After reviewing the demise of their friendship “a billion times in my head,” Jane
has some theories. Initially, she was “the junior partner,” with less money and status–
perhaps Amy couldn’t tolerate the fact that they were now more equal? Or maybe she felt
threatened by Jane’s ever-widening social circle? She’ll never know for sure, a lack of
closure that made the loss “like a death,” Jane remembers. “Every day I thought, ‘Today
she’ll call,’ and then I finally realized she was never going to call again.”
Although the proximal cause of a falling-out may be minor, one woman usually
views it as emblematic of a character flaw or pattern of behaviour she can no longer
tolerate, though she has never once complained about it. Birthdays are frequently
flashpoints, according to Levine, because for some women, they are “milestone events,
when you evaluate what you’ve achieved in life, and one measure we use is, How much
are we loved?” Joanne*, an executive assistant who describes herself as “not a birthday
girl,” was stunned when her best friend dumped her for leaving a long, warm voicemail
on her 40th birthday, rather than a gift. “She thought it summed up our whole friendship,”
says Joanne, who’s compiled a long list of ways she was in fact a good friend over the
years, and still has no idea what her ex-friend meant.
Many women seem to feel entitled to empathy, verging on clairvoyance, from a
best friend: “She knows me inside out, I shouldn’t have to tell her why I’m mad.” (We
entertain no such delusions about men, so are pleasantly surprised when they display
sensitivity -- and more ready to forgive when they screw up.) Ironically, many best
friends can talk about everything except the problems between them.
In the aftermath of a BFF break-up, women typically go through seven stages:
Shock/denial, loss, self-blame, embarrassment, anger, acceptance and then relief. Yes,
relief. “Very often, women look back and realize the friendship wasn’t as reciprocal or
perfect as it seemed,” Levine points out.
Sometimes, there’s even a new sense of freedom: BFF-ship can be time-
consuming and emotionally demanding. “I don’t know that I want that kind of intensity
any more, or want to open myself to that kind of vulnerability again,” says Sarah. “I’ve
come to see my husband as my best friend.

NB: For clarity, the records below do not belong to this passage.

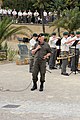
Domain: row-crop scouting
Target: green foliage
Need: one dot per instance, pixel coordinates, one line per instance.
(11, 54)
(70, 20)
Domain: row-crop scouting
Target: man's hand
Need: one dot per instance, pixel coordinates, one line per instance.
(37, 48)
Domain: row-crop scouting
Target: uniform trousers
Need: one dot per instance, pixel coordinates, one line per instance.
(39, 66)
(64, 61)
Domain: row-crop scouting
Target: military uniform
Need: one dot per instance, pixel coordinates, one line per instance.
(64, 52)
(32, 44)
(52, 43)
(40, 64)
(75, 59)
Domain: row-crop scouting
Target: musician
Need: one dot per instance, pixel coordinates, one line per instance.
(32, 44)
(72, 34)
(64, 53)
(52, 42)
(74, 66)
(41, 52)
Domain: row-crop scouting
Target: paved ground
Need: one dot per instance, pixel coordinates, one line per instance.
(60, 99)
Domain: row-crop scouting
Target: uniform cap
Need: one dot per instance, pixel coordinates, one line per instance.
(65, 33)
(78, 32)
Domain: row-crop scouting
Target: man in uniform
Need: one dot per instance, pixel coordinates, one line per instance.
(65, 53)
(32, 44)
(41, 52)
(75, 59)
(52, 42)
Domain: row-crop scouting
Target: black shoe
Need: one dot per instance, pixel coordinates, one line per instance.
(34, 87)
(66, 74)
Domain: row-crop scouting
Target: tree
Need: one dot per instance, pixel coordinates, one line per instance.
(70, 20)
(41, 4)
(7, 29)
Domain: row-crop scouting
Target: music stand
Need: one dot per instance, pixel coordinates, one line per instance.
(74, 44)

And that’s really all I have time for now.”
Losing a best friend can even have an upside: dialing down our expectations of
her replacement. Jane, for instance, has been careful with her new friend Elyse* to
establish firmer boundaries and the result, she says, is, paradoxically, a closer connection
than she had with Amy. Boundaries are helpful, as many women learn in relationships
with men: they remind us not just of the ways we’re different but also the limits to what
we can give each other. Even if we’re best friends.